Hmmm... The issue with that is the SA's look like new ones (they have the new address) but it's easy enough to try. It will take me a bit - I'm in the middle of a different (but similar) experiment, I'm turning off the tunnel on each transition for 60 seconds, to see if that forces things to clear out.
I have also manually done a clear crypto ikev2 sa fast (or whatever that syntax was) on each router, once it gets 'stuck' in this mode, and it has no beneficial impact - the ikev2 sa's go away as expected, but come back with this same weird mode. I realize ikev2 sa and dpd operate on a slightly different level (though not sure how related it is to clearing them).
I'll give it a try in an hour or so and update.
09-21-2018 12:01 PM
I added this to both routers, is there more that would be needed?
crypto isakmp keepalive 30 10 periodic
It had no effect that I can see.
I also added some event manager code so each time there is a change, it shuts the tunnel interface down for one minute to give things time to clear (not sure if that's long enough). That had no effect either.
09-21-2018 12:08 PM - edited 09-21-2018 12:42 PM
Try "dpd 10 2 on-demand" either global or under the IKEv2 profile.

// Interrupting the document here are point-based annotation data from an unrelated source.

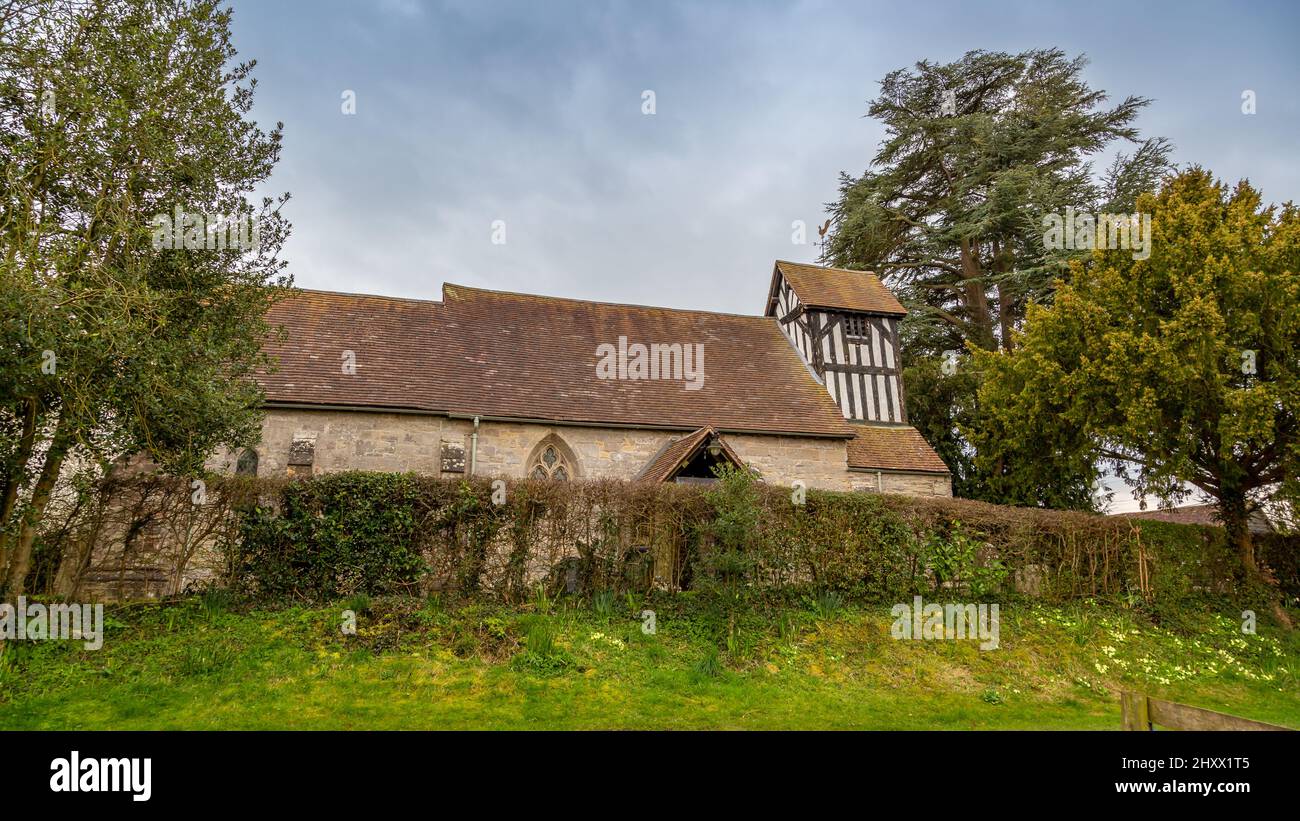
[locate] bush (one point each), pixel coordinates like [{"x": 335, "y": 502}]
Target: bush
[{"x": 329, "y": 537}]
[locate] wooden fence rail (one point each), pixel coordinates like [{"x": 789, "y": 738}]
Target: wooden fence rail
[{"x": 1142, "y": 712}]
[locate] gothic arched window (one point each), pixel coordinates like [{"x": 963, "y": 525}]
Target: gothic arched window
[
  {"x": 247, "y": 464},
  {"x": 551, "y": 459}
]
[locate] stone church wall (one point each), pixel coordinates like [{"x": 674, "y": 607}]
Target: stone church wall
[{"x": 304, "y": 442}]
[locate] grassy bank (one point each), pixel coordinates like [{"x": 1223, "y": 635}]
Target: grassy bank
[{"x": 204, "y": 663}]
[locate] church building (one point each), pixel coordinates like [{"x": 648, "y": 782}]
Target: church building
[{"x": 512, "y": 385}]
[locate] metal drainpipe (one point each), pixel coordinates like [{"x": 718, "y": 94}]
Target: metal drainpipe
[{"x": 473, "y": 448}]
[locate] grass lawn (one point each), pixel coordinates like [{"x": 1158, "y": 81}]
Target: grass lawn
[{"x": 420, "y": 664}]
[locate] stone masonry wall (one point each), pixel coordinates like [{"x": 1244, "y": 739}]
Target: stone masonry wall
[{"x": 408, "y": 442}]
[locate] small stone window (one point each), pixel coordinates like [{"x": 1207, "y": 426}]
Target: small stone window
[
  {"x": 247, "y": 464},
  {"x": 453, "y": 457},
  {"x": 302, "y": 452},
  {"x": 551, "y": 460}
]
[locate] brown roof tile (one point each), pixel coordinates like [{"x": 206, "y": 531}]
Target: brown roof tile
[
  {"x": 893, "y": 448},
  {"x": 533, "y": 357},
  {"x": 679, "y": 452},
  {"x": 836, "y": 287}
]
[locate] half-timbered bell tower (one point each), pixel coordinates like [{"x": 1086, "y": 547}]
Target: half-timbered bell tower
[{"x": 845, "y": 326}]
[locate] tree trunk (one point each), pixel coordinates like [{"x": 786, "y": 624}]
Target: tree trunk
[
  {"x": 1235, "y": 513},
  {"x": 976, "y": 299},
  {"x": 21, "y": 560},
  {"x": 13, "y": 478}
]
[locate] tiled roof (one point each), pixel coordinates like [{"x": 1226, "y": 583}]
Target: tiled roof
[
  {"x": 676, "y": 454},
  {"x": 1197, "y": 515},
  {"x": 893, "y": 448},
  {"x": 534, "y": 357},
  {"x": 837, "y": 287}
]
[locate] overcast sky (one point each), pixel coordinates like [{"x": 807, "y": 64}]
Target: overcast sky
[{"x": 531, "y": 113}]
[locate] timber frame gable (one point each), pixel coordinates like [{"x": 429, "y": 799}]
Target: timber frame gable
[{"x": 848, "y": 342}]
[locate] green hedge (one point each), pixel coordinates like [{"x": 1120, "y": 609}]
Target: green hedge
[{"x": 347, "y": 533}]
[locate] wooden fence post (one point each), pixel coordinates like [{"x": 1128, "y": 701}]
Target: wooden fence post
[{"x": 1136, "y": 712}]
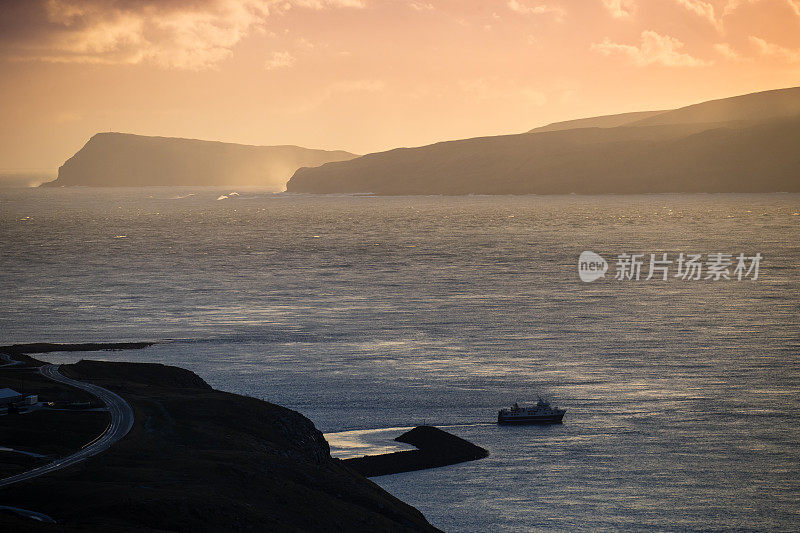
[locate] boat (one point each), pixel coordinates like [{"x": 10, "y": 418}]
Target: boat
[{"x": 542, "y": 413}]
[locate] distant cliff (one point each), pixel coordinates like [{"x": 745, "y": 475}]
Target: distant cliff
[
  {"x": 741, "y": 144},
  {"x": 124, "y": 160}
]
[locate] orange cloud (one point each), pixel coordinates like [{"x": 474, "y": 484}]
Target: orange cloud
[
  {"x": 619, "y": 8},
  {"x": 191, "y": 35},
  {"x": 655, "y": 49}
]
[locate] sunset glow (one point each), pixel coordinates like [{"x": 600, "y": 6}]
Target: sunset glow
[{"x": 368, "y": 75}]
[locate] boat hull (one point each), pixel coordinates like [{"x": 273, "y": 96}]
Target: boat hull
[{"x": 539, "y": 420}]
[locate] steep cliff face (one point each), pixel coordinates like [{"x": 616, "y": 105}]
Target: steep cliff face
[
  {"x": 119, "y": 159},
  {"x": 741, "y": 144}
]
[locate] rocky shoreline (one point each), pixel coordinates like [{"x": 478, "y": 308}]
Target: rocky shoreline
[
  {"x": 198, "y": 459},
  {"x": 435, "y": 448}
]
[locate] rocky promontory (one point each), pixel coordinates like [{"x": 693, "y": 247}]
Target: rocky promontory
[
  {"x": 198, "y": 459},
  {"x": 125, "y": 160}
]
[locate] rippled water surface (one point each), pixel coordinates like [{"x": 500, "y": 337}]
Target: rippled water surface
[{"x": 682, "y": 397}]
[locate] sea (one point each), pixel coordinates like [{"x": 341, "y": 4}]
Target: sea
[{"x": 371, "y": 315}]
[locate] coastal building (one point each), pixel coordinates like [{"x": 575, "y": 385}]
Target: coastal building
[{"x": 13, "y": 400}]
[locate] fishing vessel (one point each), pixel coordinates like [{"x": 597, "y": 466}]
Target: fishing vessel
[{"x": 541, "y": 413}]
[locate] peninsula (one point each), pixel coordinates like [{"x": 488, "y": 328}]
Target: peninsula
[
  {"x": 742, "y": 144},
  {"x": 195, "y": 459},
  {"x": 125, "y": 160}
]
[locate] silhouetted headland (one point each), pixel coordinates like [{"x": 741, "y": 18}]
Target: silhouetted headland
[
  {"x": 742, "y": 144},
  {"x": 125, "y": 160},
  {"x": 196, "y": 459},
  {"x": 434, "y": 448}
]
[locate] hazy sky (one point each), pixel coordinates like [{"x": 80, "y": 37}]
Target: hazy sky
[{"x": 367, "y": 75}]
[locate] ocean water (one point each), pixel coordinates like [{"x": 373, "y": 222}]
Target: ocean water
[{"x": 370, "y": 315}]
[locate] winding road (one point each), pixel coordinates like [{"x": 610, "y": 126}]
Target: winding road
[{"x": 120, "y": 425}]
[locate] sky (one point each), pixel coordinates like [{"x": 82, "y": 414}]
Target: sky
[{"x": 367, "y": 75}]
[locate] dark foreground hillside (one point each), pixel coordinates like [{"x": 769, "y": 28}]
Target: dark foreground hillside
[
  {"x": 198, "y": 459},
  {"x": 125, "y": 160}
]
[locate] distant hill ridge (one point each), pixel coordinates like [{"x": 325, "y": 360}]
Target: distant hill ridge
[
  {"x": 122, "y": 159},
  {"x": 742, "y": 144}
]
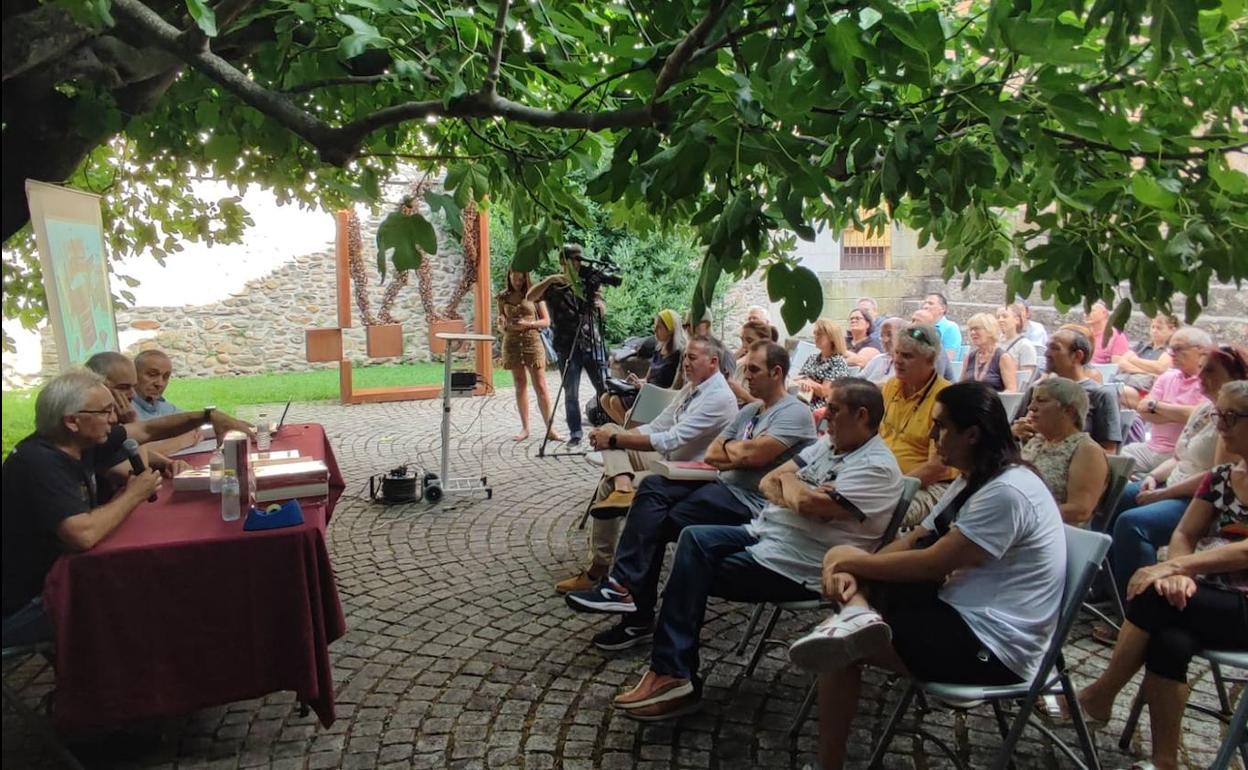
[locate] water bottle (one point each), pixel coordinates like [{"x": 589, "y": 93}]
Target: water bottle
[
  {"x": 262, "y": 438},
  {"x": 230, "y": 508},
  {"x": 216, "y": 471}
]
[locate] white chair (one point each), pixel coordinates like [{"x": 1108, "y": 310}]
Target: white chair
[
  {"x": 1011, "y": 402},
  {"x": 1085, "y": 550},
  {"x": 1231, "y": 716},
  {"x": 650, "y": 402}
]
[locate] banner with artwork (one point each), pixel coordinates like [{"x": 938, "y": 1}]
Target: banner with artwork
[{"x": 69, "y": 231}]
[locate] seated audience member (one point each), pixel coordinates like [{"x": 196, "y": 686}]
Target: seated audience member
[
  {"x": 986, "y": 362},
  {"x": 1138, "y": 368},
  {"x": 826, "y": 497},
  {"x": 971, "y": 595},
  {"x": 1010, "y": 322},
  {"x": 53, "y": 479},
  {"x": 1196, "y": 599},
  {"x": 751, "y": 333},
  {"x": 950, "y": 335},
  {"x": 664, "y": 365},
  {"x": 1173, "y": 398},
  {"x": 1150, "y": 509},
  {"x": 766, "y": 433},
  {"x": 1033, "y": 331},
  {"x": 944, "y": 366},
  {"x": 909, "y": 403},
  {"x": 1097, "y": 320},
  {"x": 826, "y": 366},
  {"x": 154, "y": 370},
  {"x": 872, "y": 310},
  {"x": 121, "y": 378},
  {"x": 862, "y": 342},
  {"x": 1067, "y": 355},
  {"x": 879, "y": 370},
  {"x": 1072, "y": 464},
  {"x": 683, "y": 431}
]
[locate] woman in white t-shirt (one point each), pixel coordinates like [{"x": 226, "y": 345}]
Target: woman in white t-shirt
[{"x": 971, "y": 595}]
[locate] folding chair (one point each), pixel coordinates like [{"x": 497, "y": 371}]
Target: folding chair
[
  {"x": 650, "y": 402},
  {"x": 33, "y": 719},
  {"x": 1232, "y": 716},
  {"x": 909, "y": 488},
  {"x": 1102, "y": 521},
  {"x": 1083, "y": 554}
]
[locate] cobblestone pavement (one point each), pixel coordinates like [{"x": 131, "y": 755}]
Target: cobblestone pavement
[{"x": 461, "y": 655}]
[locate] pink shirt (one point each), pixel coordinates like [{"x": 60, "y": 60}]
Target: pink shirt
[
  {"x": 1103, "y": 353},
  {"x": 1174, "y": 388}
]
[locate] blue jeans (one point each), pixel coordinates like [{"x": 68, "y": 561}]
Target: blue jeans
[
  {"x": 710, "y": 562},
  {"x": 1140, "y": 531},
  {"x": 660, "y": 511},
  {"x": 28, "y": 625},
  {"x": 575, "y": 365}
]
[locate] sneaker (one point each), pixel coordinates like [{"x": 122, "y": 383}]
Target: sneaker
[
  {"x": 623, "y": 635},
  {"x": 607, "y": 597},
  {"x": 667, "y": 709},
  {"x": 654, "y": 689},
  {"x": 841, "y": 640},
  {"x": 614, "y": 504},
  {"x": 584, "y": 580}
]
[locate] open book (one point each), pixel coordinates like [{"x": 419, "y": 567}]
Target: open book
[{"x": 684, "y": 469}]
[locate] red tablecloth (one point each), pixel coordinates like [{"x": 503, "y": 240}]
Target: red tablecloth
[{"x": 177, "y": 610}]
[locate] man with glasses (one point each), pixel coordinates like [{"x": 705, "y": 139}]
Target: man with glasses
[
  {"x": 1172, "y": 399},
  {"x": 766, "y": 433},
  {"x": 53, "y": 497},
  {"x": 683, "y": 432},
  {"x": 909, "y": 402}
]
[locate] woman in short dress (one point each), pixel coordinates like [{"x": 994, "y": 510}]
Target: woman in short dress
[{"x": 521, "y": 321}]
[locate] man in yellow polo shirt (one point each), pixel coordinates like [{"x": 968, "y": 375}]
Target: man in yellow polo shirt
[{"x": 909, "y": 399}]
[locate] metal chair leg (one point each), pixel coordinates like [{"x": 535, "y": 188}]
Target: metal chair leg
[
  {"x": 1128, "y": 730},
  {"x": 748, "y": 633},
  {"x": 761, "y": 645},
  {"x": 881, "y": 748},
  {"x": 804, "y": 711}
]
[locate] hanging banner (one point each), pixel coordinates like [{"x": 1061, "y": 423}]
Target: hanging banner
[{"x": 69, "y": 231}]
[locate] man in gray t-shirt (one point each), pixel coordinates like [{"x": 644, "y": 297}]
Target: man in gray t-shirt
[{"x": 766, "y": 433}]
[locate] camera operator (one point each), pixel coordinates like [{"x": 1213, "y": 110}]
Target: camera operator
[{"x": 577, "y": 337}]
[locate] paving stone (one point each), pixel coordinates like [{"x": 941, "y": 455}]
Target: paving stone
[{"x": 458, "y": 654}]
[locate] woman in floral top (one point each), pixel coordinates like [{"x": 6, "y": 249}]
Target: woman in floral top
[
  {"x": 819, "y": 371},
  {"x": 1196, "y": 599}
]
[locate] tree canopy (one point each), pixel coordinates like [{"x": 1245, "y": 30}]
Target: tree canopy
[{"x": 1095, "y": 141}]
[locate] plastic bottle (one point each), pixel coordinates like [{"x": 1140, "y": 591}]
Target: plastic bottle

You can determine it's working by running a "debug crypto ikev2" and look for R U There messages.
EDIT - global command is "crypto ikev2 dpd 10 2 on-demand"
09-21-2018 01:03 PM
Not sure that changed anything; I am not seeing the messages from them, but then again on-demand is only if no data, and I'm sending a lot of pings already to make sure things are up.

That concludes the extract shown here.